One answer comes from economist Arnold Kling writing for american.com. Kling argues that the collapse of the housing market and the financial crisis disrupted what had been “a sustainable pattern of specialization and trade” and that we need to let the market economy develop a new one.

Instead, the policies of the Obama Democrats have been aimed at propping up the old order — holding up housing prices and the mortgage market, keeping the Detroit auto companies in place, maintaining the lush standard of living of public employee union members (the purpose of the $26 billion the House was summoned back to Washington to approve Tuesday).

Maintaining unsustainable patterns of production, Kling writes, prevents the trial-and-error process of private investment that creates new jobs and patterns of production that will be sustainable.

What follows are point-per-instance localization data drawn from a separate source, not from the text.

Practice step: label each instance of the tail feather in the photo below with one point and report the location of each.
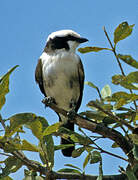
(68, 151)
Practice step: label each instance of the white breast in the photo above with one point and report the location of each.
(58, 71)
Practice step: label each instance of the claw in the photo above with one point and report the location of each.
(48, 100)
(71, 114)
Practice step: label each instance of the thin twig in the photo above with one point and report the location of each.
(122, 71)
(4, 154)
(2, 122)
(116, 118)
(113, 49)
(102, 150)
(109, 153)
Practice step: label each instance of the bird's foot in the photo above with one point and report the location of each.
(48, 100)
(71, 114)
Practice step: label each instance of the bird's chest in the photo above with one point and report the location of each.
(61, 79)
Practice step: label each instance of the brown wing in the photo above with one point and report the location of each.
(81, 83)
(39, 76)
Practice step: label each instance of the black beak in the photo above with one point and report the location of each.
(82, 40)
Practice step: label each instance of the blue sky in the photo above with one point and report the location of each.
(25, 26)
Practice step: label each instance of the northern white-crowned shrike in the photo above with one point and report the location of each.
(60, 75)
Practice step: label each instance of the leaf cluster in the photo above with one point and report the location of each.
(112, 110)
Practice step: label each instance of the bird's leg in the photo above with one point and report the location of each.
(48, 100)
(72, 113)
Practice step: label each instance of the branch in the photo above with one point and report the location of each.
(122, 71)
(101, 129)
(116, 118)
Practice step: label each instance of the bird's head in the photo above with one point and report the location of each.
(65, 39)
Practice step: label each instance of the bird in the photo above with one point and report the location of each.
(60, 75)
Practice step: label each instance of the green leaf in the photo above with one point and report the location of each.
(114, 145)
(69, 170)
(28, 146)
(7, 178)
(91, 49)
(106, 91)
(91, 84)
(86, 160)
(4, 86)
(121, 98)
(17, 120)
(100, 177)
(126, 81)
(122, 31)
(95, 157)
(135, 151)
(75, 167)
(128, 60)
(77, 138)
(130, 174)
(62, 146)
(36, 128)
(78, 152)
(52, 129)
(134, 138)
(12, 164)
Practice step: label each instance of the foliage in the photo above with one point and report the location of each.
(112, 110)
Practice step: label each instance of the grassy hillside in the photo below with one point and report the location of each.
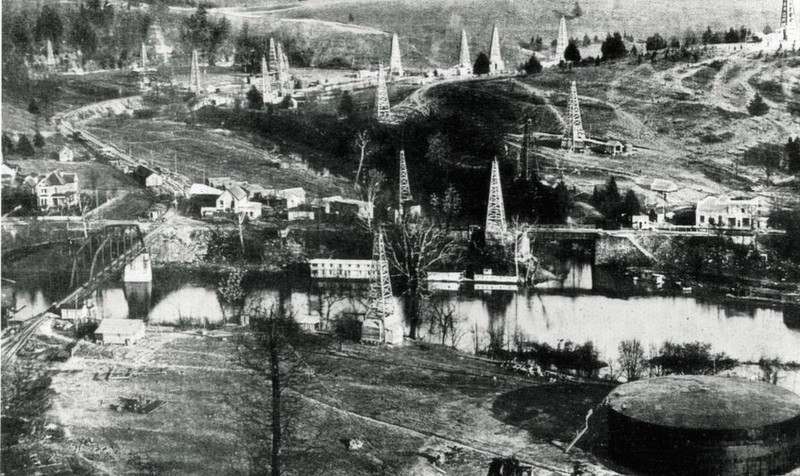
(429, 29)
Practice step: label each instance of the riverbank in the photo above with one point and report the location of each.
(408, 405)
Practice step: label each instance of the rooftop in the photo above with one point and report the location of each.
(120, 326)
(704, 402)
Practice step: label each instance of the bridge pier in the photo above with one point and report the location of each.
(139, 270)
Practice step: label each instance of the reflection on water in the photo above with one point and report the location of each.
(487, 318)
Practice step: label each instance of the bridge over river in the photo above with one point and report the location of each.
(102, 254)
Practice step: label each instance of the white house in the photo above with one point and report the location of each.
(7, 174)
(66, 155)
(235, 200)
(338, 205)
(727, 212)
(120, 331)
(58, 190)
(200, 189)
(340, 268)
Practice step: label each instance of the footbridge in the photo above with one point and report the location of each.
(103, 254)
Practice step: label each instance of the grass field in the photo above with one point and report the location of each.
(395, 400)
(203, 152)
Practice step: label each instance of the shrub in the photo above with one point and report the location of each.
(757, 106)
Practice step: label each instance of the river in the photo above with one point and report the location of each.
(588, 305)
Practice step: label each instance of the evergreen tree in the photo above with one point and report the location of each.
(793, 155)
(630, 206)
(563, 202)
(255, 100)
(347, 108)
(532, 66)
(48, 26)
(38, 139)
(614, 47)
(24, 147)
(572, 54)
(482, 64)
(757, 106)
(33, 106)
(577, 11)
(655, 43)
(8, 145)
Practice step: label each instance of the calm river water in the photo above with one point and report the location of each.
(587, 306)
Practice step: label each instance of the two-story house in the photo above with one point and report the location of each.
(236, 200)
(727, 212)
(58, 189)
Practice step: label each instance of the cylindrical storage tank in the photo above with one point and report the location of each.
(700, 425)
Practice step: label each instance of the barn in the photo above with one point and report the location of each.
(120, 331)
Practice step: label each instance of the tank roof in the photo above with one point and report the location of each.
(705, 402)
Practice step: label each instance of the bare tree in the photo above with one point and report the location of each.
(632, 362)
(230, 291)
(445, 321)
(241, 218)
(415, 247)
(266, 411)
(448, 207)
(362, 139)
(371, 191)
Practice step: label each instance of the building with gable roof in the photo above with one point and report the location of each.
(58, 189)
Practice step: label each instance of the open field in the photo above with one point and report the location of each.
(407, 404)
(202, 152)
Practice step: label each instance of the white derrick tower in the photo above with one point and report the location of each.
(382, 108)
(790, 29)
(495, 58)
(528, 143)
(574, 136)
(563, 39)
(51, 59)
(405, 189)
(395, 64)
(496, 211)
(463, 52)
(273, 59)
(144, 57)
(381, 323)
(266, 86)
(194, 74)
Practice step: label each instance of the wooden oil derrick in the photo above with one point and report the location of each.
(395, 64)
(496, 211)
(574, 136)
(405, 189)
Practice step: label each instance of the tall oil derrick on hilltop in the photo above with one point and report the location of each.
(574, 137)
(496, 64)
(395, 63)
(496, 211)
(563, 39)
(381, 323)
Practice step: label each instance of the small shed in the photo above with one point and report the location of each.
(120, 331)
(613, 147)
(66, 155)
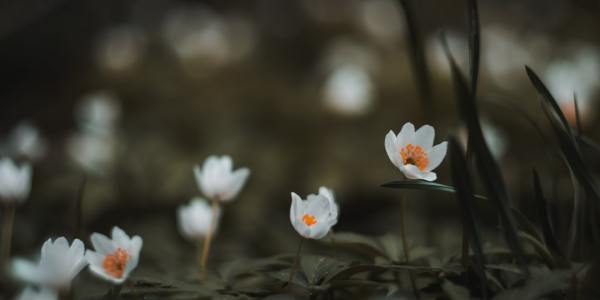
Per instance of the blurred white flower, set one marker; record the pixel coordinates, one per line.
(15, 182)
(579, 75)
(37, 294)
(115, 258)
(313, 218)
(217, 180)
(98, 113)
(194, 219)
(59, 264)
(120, 48)
(25, 141)
(381, 19)
(413, 152)
(348, 90)
(93, 153)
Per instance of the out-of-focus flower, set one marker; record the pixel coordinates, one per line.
(413, 152)
(348, 90)
(15, 182)
(59, 264)
(194, 219)
(25, 141)
(115, 258)
(494, 137)
(120, 48)
(577, 76)
(217, 180)
(37, 294)
(313, 218)
(94, 153)
(382, 20)
(98, 113)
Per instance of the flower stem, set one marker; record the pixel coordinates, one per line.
(7, 229)
(296, 262)
(208, 238)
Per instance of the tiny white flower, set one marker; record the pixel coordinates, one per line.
(15, 182)
(217, 180)
(313, 218)
(413, 152)
(39, 294)
(194, 219)
(59, 264)
(25, 141)
(115, 258)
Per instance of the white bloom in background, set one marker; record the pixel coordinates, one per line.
(120, 48)
(98, 113)
(25, 141)
(413, 152)
(217, 180)
(313, 218)
(115, 258)
(348, 90)
(59, 264)
(15, 182)
(37, 294)
(194, 219)
(575, 76)
(93, 153)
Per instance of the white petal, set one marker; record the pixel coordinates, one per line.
(103, 244)
(436, 156)
(424, 137)
(406, 135)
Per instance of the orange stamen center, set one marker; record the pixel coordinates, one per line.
(309, 220)
(414, 156)
(114, 264)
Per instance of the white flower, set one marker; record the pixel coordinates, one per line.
(59, 264)
(218, 181)
(115, 258)
(313, 218)
(15, 182)
(39, 294)
(25, 141)
(413, 152)
(194, 219)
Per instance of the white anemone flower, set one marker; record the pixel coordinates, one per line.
(217, 180)
(313, 218)
(413, 152)
(39, 294)
(194, 219)
(15, 182)
(59, 264)
(115, 258)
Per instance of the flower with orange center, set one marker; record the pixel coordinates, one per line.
(314, 217)
(413, 151)
(114, 258)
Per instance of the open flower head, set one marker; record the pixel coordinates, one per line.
(114, 259)
(39, 294)
(217, 180)
(194, 219)
(15, 181)
(413, 152)
(59, 264)
(313, 218)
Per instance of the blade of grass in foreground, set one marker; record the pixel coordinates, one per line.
(461, 178)
(488, 169)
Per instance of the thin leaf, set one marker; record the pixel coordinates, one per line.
(487, 166)
(461, 177)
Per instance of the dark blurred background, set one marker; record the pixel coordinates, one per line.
(302, 92)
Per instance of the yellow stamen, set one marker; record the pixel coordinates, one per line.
(309, 220)
(414, 156)
(114, 263)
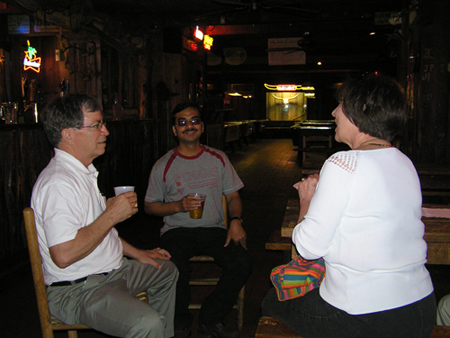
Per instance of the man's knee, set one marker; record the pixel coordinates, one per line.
(148, 325)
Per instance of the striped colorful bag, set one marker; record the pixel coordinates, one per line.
(298, 277)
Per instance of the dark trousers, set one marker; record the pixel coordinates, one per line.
(312, 317)
(234, 260)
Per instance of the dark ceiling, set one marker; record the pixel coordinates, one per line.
(335, 32)
(331, 31)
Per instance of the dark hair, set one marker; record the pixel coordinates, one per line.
(66, 112)
(375, 103)
(182, 106)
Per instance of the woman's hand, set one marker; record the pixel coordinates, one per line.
(306, 189)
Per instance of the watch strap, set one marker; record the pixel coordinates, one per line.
(238, 218)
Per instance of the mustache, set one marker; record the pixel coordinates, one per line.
(188, 130)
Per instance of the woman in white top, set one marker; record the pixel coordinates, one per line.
(364, 218)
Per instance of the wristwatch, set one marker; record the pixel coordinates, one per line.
(238, 218)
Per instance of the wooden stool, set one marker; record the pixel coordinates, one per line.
(269, 327)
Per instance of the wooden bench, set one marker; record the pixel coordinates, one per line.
(269, 327)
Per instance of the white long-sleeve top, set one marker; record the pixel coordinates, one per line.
(365, 221)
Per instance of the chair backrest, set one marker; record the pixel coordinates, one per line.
(38, 275)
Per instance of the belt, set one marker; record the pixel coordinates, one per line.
(76, 281)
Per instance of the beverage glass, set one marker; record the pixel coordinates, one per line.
(123, 189)
(197, 213)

Across the Atlantic, Marc De Vos, director of the Itinera Institute, a Brussels think tank, advances similar arguments in his book “After the Meltdown.” The financial crisis, he argues, has brought a revival of “state capitalism,” in which governments “have an increased and distorting role in economics.”

“The state should be the partner of the market, not the owner or manipulator of the market,” he writes. “Governments should not pick economic winners and losers. The state may be back, but the politicians should be modest.”

Modesty, unfortunately, is not the dominant character trait of a president who predicted that his election would be seen as “the moment when the rise of the oceans began to slow and our planet began to heal.”

But facts are stubborn things. The fact that the private sector economy has not responded as administration economists expected and confidently predicted should be a wake-up call.

It shows the limits of expert knowledge and the ability of political actors to make optimal economic choices.